Entonces, el homosexual de sexo masculino, que nos ostenta la soledad de sus de Chiricos en las paredes de su sala, sigue usando zapatillas de jovencito. A eso se le llama, a pesar de los méritos, golpes y 69 años encima, tener personalidad. Puede que parezca demasiado tirado de los pelos, pero no importa. En esas zapatillas yo veo muchas cosas. Como, por ejemplo, creo que, hasta ahora, Almodóvar no ha cedido ninguno de sus guiones a Hollywood. A pesar de las consecuencuias que ello le ha podido acarrear. Vanidoso a rabiar e inseguro como una mujer bonita, Almodóvar no se vende. Las zapatillas, creo, me parece, quizás es algo que yo solo quiero creer, son un reflejo de eso. Lo que me parece interesante es como de una observación tan banal, se puede llegar a interpretar ciertas actitudes que no necesariamente se cuentan, o se cuentan de otra forma, en sus realizaciones. 

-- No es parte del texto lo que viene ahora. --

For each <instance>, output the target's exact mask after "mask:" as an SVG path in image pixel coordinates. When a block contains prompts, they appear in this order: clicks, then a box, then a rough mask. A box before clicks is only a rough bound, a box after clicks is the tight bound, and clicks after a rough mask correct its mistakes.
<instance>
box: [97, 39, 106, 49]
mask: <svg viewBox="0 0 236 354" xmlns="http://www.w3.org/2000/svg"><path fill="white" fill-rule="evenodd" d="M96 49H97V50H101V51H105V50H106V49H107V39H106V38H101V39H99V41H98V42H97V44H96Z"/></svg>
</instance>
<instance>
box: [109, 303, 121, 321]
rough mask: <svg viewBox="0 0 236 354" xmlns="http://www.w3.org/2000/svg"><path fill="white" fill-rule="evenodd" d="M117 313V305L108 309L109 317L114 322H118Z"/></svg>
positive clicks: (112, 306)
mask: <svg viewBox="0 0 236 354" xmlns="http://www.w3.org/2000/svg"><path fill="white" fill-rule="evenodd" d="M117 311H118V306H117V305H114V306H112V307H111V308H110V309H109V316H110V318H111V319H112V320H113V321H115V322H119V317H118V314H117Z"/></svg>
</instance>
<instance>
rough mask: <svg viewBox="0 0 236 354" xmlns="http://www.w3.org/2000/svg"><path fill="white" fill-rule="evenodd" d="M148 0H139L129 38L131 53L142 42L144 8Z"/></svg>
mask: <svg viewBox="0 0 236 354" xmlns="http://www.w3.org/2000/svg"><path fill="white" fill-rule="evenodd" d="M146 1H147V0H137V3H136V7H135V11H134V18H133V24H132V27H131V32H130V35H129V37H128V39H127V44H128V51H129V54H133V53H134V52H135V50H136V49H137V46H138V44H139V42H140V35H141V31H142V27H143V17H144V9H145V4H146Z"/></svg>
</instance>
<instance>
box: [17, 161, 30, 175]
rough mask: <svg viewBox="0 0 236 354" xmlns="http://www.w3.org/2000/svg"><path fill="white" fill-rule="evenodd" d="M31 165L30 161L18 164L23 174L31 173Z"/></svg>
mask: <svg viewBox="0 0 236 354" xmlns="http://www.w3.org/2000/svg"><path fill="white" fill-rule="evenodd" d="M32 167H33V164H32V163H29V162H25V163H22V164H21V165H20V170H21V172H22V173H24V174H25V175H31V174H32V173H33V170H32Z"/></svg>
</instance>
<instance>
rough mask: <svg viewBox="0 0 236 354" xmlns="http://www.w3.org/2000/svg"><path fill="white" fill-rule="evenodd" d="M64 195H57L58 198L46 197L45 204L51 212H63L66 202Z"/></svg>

Benefactor de la humanidad. Famoso por robarle el fuego a los dioses que nos lo querían negar. Escueleó a Zeus en dos ocasiones. La otra sucedió cuando le vendió gato por liebre (huesos en lugar de carne de buey), ganándose así el título de Titán rock star de la mitología griega por su soberbia rebeldía. El Fuego (la creación) y el Sacrificio (requisito para la creación), son dos de los temas fundamentales de Dolor y gloria.